In-plane switching monitors have garnered a lot of acclaim for their color performance. They’re the only variety that regularly provides 95% or even 100% of DCI-P3, the widest color gamut currently formalized and the one used in digital cinema. Even basic IPS panels offer 20%-30% more color space than the fanciest TNs. So for color, IPS monitors rate first, although casual viewers may not notice a big difference compared to other types, especially VAs. Conversely, IPS panels tend to “crush” black levels to their most extreme, which can diminish dark details. VAs and especially TNs offer more accurate black levels, a common weakness of IPS.
IPS panels offer wide 178/178 viewing angles. This means clear views from almost any angle.
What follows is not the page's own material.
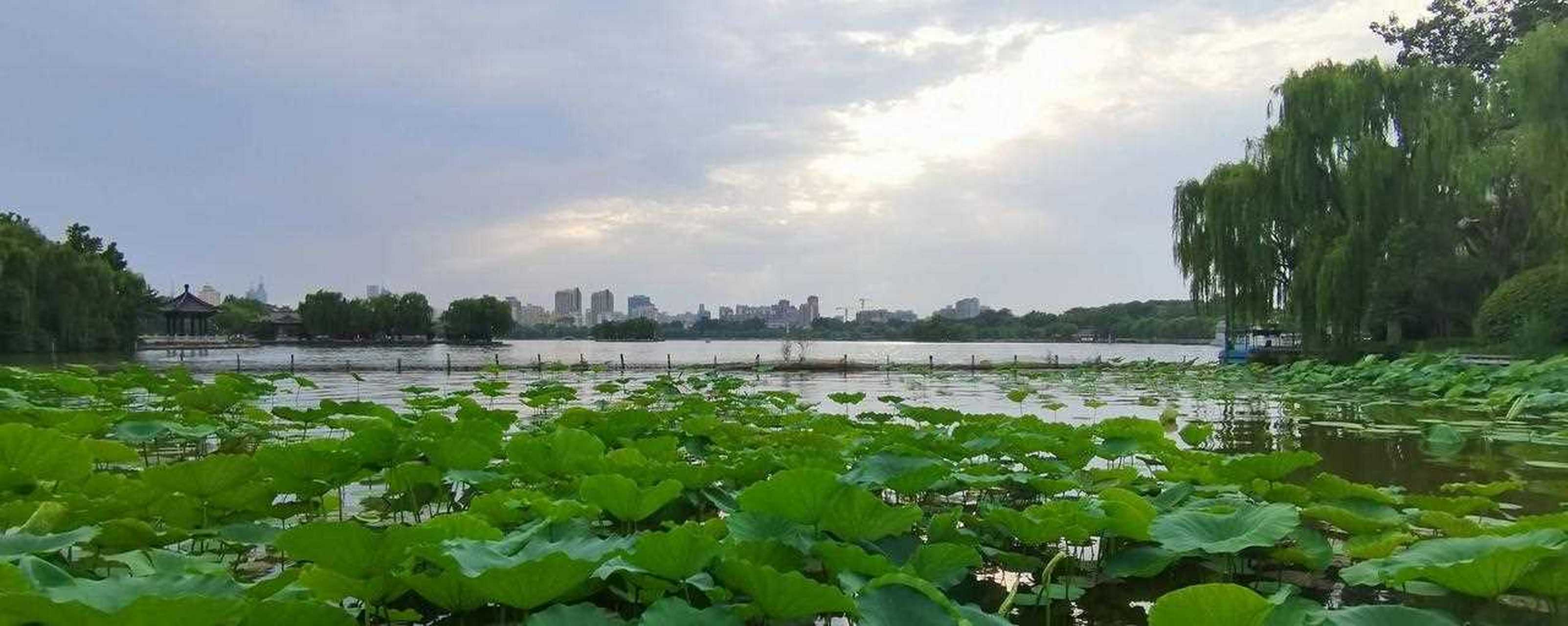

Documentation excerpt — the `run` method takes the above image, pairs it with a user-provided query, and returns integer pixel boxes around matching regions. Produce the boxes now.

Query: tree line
[1171,0,1568,350]
[299,290,433,340]
[0,213,157,352]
IPS provides the best experience for shared viewing. So, if you have people over and you’re all looking at the same screen from different angles, an IPS will serve you best.
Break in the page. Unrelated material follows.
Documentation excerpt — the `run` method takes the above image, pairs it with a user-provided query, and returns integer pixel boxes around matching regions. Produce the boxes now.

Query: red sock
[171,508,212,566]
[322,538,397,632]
Response and refresh rates have improved markedly on IPS-type monitors in recent years. They now match VA and even TN speeds, although for the very fastest, TN still leads the pack. For contrast, IPS panels sit somewhere between TN and VA, meaning they do HDR content much better justice than TN. Combined with their wide color gamut, IPS displays arguably offer better HDR than VA, but the debate rages on.
Who they’re for: minor issues with black levels aside, IPS monitors cater best to gamers who enjoy taking in the sights and soaking in the atmosphere. If you’re big on graphics and want to experience visuals as intended by the artists who created them, choose IPS. That means gamers keen on role playing, open world, third person exploration, and first person narrative adventure genres should go with IPS. None of those game varieties requires pixel perfect, millisecond-level reaction, and all benefit greatly from color fidelity. For local co-op or just shared viewing of content there’s no beating IPS. If you have friends over and you want to share a gaming experience, IPS panels leave TN far behind and maintain more consistent wide angle performance compared to VA.